L'amore può tradire, il sesso mai. Col sesso, oggidì, vai sul sicuro, omo o etero che sia: al cinema, a teatro, nella musica (festivaliera) e nell'arte (minimalista, ancorché massimalista in certe dimensioni iper-siliconate). Ci vai alla grande, col sesso, pure in pubblicità, dove le allusioni sono sempre più virate all'esplicito anche per promuovere un callifugo. E, poffarre!, ci vai alla grande, col sesso, in tv, in quelle fiction che, se non ci fosse qualcuna (a volte, purtroppo, anche qualcuno) che si spoglia, non andrebbero oltre la prima puntata, e invece devono durare almeno un ciclo. Insomma, nonostante la società si proclami disinibita, scevra di sovrastrutture mentali e finalmente libera da ossessioni freudiane e junghiane, ecco che il sesso irrompe in ogni bugio - absit iniuria -, e si considera ingrediente indispensabile per ogni ricetta che debba avere successo e, soprattutto, far guadagnare. Possibilmente tanto. Da qui, di recente, è tutto un fiorire di letteratura, ma anche di poesia erotica, che rispetto alla consorella in prosa, s'ammanta di un fascino ancora più, come dire?, spinto.

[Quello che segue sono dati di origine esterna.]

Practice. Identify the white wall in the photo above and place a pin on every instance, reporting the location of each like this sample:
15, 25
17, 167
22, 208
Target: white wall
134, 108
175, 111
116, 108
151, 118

Viene in mente questo turbinio di pensieri, questo afflato di adrenalina, questo «bulacco» di testosterone in delirio,sfogliando «Nel corpo, l'anima», De Ferrari Editore, opera seconda - ma non minore - di Barbara Garassino, maestra di tennis e appassionata di classici, e, come confessa lei stessa, «con lo sfogo della scrittura, per alleggerire il mal di vivere, per parlare con i genitori, per piangere senza lacrime, per sopravvivere alla vita in uno dei momenti di crescita più difficili che ci è dato superare». Pare che sia nato così il suo volume di liriche potentemente, vibratamente erotiche. Della serie, citando fior da fiore: «Disteso su un giaciglio improvvisato / teatro di impeti lascivi, / adagiato su coltri non amate / lordate dal frutto del tuo sesso, / hai trovato il piacere che cercavi?». All'interrogativo, suggerito dalla lirica «Visione», non sembra facile rispondere in modo men che pudìco. Ma intanto ci si può rifare con «Sola». Che attacca così: «Sdraiata su un letto di bambole / curiosa esplori la vita, / attenta ascolti i palpiti / di segreti che non conosci. Timide dita inesperte / scorrono sul corpo acerbo, disegnano cerchi sui seni, / sfiorano il ventre immaturo». Il resto, come nei «gialli» in cui non si rivela il finale, si deve lasciare doverosamente alla lettura. O all'immaginazione. Oppure si possono saltare a pié pari le liriche - a meno che il rozzo inclita non le definisca altrimenti - e passare disinvoltamente alle illustrazioni. Che sono anch'esse di un maestro, ma di pittura: Pier Canosa.
Il volume di elegante veste grafica vale già - o solo? - per quelle immagini che sono altrettante esaltazioni della plastica bellezza della figura umana. Quella sì, quella di Pier Canosa, è pura sensualità, e ha poco o nulla a che fare con l'erotismo di maniera e con l'epater le bourgeois, contrabbandati come liberazione sessuale o «sfogo della scrittura». Per un libro che, più che da leggere, è da guardare.